Рассказчик судорожно вздохнул. Закрыл глаза. Перекрестился. На его лбу показались капельки пота. Мягкосердечный отец Доменик мелко задрожал. От волнения ему захотелось есть.
— Бедный, верный, стойкий слуга божий! Подвижник! — прошептал монах, проглотил слюну, вытер губу, встал и снова взял аббата за руки. — Как вы мучились! Сколько перестрадали из-за этого отщепенца!
Он крепко обнял взволнованного героя и минуту держал его в объятиях. Рассказ взволновал его до глубины души. Они стояли среди каюты, взявшись за руки. Наконец рассказчик собрался с силами.
— И вот, — дрожащим голосом заговорил он, — наступил последний день. Капитан ванден Бошу сидел за столом, я жался к двери, четверо жандармов поддерживали под руки изверга. Господин Балео стоял перед ним со страшной плетью в руках. «Поговорите еще раз с этим дерьмом, господин аббат!»— приказал мне господин капитан. Но голова грешника свесилась на грудь, он был очень слаб. «Подними ему голову, Балео!» — приказал капитан. Господин Балео зашел сзади и за волосы поднял безжизненную голову. Я начал говорить. Слышал ли он? Не знаю. Наверное, но не все. Когда воцарилась тишина, он открыл глаза и прошептал одно слово. «Что он бормочет?» — спросил господин капитан. «Свобода», — ответил сержант. Тогда бедный господин капитан не выдержал: схватил со стола бумагу, отобранную при обыске. Она играла роль улики. Это была прокламация к народу. Капитан скомкал и сунул ее арестованному в рот. «Так подавись же своей свободой!»— закричал он, совершенно потеряв терпение. Тогда господин Балео поднял плеть…
Господин аббат смолк. Губы его посерели. На носу повисла крупная капля пота.
— Ну и что же?
— И… И…
— Ну?
— Не могу больше… — зарыдал господин аббат и закрыл лицо руками.
Из иллюминатора слышался ровный плеск волн. Мягко гудел вентилятор. Оба пастыря всхлипывали, потрясенные до глубины души.
— Помолимся за него! — вдруг светлым и ясным голосом промолвил отец Доменик. — Бог всемилостив! О, как прекрасно сознание, что даже самые тягчайшие человеческие грехи могут все-таки найти прощение!
И оба порывисто опустились на мягкие коврики, оба толстенькие и маленькие, так невероятно похожие друг на друга, черный и белый служители бога, исполненные веры и благочестивого восторга.

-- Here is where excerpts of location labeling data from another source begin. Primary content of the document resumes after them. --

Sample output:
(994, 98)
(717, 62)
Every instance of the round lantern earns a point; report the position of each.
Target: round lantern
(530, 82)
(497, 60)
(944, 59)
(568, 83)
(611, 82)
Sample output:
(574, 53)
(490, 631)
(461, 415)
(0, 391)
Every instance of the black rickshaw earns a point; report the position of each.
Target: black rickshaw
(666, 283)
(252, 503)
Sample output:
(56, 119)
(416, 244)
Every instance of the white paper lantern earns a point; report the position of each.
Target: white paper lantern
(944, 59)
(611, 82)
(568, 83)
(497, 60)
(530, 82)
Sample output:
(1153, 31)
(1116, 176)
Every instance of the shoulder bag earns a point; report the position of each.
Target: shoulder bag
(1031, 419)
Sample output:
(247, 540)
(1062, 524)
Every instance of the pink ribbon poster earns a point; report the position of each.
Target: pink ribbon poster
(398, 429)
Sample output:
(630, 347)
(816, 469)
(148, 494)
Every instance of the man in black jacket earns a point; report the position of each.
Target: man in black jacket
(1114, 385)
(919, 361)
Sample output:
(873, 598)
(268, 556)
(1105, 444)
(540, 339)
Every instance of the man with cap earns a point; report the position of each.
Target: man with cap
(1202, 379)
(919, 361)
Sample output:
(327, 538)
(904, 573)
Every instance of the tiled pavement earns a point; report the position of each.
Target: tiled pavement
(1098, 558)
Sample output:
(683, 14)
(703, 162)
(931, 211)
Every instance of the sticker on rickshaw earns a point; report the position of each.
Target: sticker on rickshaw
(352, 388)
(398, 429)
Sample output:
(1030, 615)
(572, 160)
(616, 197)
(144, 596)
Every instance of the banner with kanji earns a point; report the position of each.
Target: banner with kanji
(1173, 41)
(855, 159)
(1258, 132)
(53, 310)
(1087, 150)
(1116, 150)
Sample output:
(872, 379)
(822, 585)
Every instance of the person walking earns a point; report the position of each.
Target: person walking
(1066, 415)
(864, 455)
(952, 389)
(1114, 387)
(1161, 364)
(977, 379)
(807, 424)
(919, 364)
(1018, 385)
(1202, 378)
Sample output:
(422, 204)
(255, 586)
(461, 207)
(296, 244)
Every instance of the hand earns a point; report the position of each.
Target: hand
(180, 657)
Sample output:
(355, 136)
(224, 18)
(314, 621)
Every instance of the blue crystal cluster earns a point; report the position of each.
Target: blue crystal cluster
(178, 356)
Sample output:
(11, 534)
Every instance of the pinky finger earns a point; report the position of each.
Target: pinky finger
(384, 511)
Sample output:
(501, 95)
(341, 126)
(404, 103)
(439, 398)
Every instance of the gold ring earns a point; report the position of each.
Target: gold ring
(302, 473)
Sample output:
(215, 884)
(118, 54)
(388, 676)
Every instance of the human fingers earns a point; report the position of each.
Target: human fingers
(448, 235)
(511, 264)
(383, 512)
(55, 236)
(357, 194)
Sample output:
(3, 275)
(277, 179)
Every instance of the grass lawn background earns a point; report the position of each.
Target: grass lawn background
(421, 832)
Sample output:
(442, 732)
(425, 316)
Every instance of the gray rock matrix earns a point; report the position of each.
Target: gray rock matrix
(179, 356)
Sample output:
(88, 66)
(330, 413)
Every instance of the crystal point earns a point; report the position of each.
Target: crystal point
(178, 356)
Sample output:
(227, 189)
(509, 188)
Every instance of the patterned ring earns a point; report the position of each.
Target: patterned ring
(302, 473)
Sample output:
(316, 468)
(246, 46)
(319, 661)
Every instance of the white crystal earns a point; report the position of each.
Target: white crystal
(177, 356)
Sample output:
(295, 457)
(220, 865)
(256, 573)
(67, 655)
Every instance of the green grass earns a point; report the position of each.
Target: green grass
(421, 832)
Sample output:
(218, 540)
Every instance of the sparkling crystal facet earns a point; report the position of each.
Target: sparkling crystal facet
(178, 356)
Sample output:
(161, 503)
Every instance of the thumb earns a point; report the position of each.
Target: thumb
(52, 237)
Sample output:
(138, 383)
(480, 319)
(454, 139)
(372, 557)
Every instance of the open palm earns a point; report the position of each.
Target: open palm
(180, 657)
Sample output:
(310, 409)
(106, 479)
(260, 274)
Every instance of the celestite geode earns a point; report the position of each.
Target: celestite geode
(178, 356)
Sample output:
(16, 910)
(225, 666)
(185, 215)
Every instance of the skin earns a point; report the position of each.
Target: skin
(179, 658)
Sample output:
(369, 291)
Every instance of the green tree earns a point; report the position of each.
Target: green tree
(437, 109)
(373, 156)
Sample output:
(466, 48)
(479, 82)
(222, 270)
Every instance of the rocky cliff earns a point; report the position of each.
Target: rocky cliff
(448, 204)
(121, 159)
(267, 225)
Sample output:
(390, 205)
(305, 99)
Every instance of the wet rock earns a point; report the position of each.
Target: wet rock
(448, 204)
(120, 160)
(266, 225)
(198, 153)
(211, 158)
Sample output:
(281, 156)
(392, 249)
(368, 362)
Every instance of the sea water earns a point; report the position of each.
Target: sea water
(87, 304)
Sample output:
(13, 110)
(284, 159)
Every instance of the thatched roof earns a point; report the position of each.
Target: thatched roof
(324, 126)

Ровно гудел вентилятор, и плескались волны, а два пастыря все читали и читали молитвы, смиренно сложивши на груди пухлые ладошки и подняв увлажненные слезами глаза в потолок, на котором были нарисованы соблазнительные наяды, нескромно играющие с тритонами.
Двумя палубами ниже, в машинном отделении, господин ванБарле, старший механик, беседовал с господином ван дер Вельде, кочегарным старшиной. Оба в синих комбинезонах, с опрятными воротничками и галстуками, — впрочем, насквозь мокрыми от пота. У обоих на головах форменные фуражки, только у господина старшего механика офицерский большой золотой якорь с венком и эмблемой пароходной компании, а у господина кочегарного старшины — маленький якорек и эмблема. Первый сидел на железном стуле перед железным столиком, где лежали путевые документы, второй стоял, вытянув руки по швам.
— Лу-ле-ле, слышите, господин старшина? Запомните фамилию! — кричал старший механик. — Запомните все разговоры о нем. О слышанном немедленно донесите дежурному механику. Дошло?
— Так точно, господин старший механик. Как фамилия этого черного?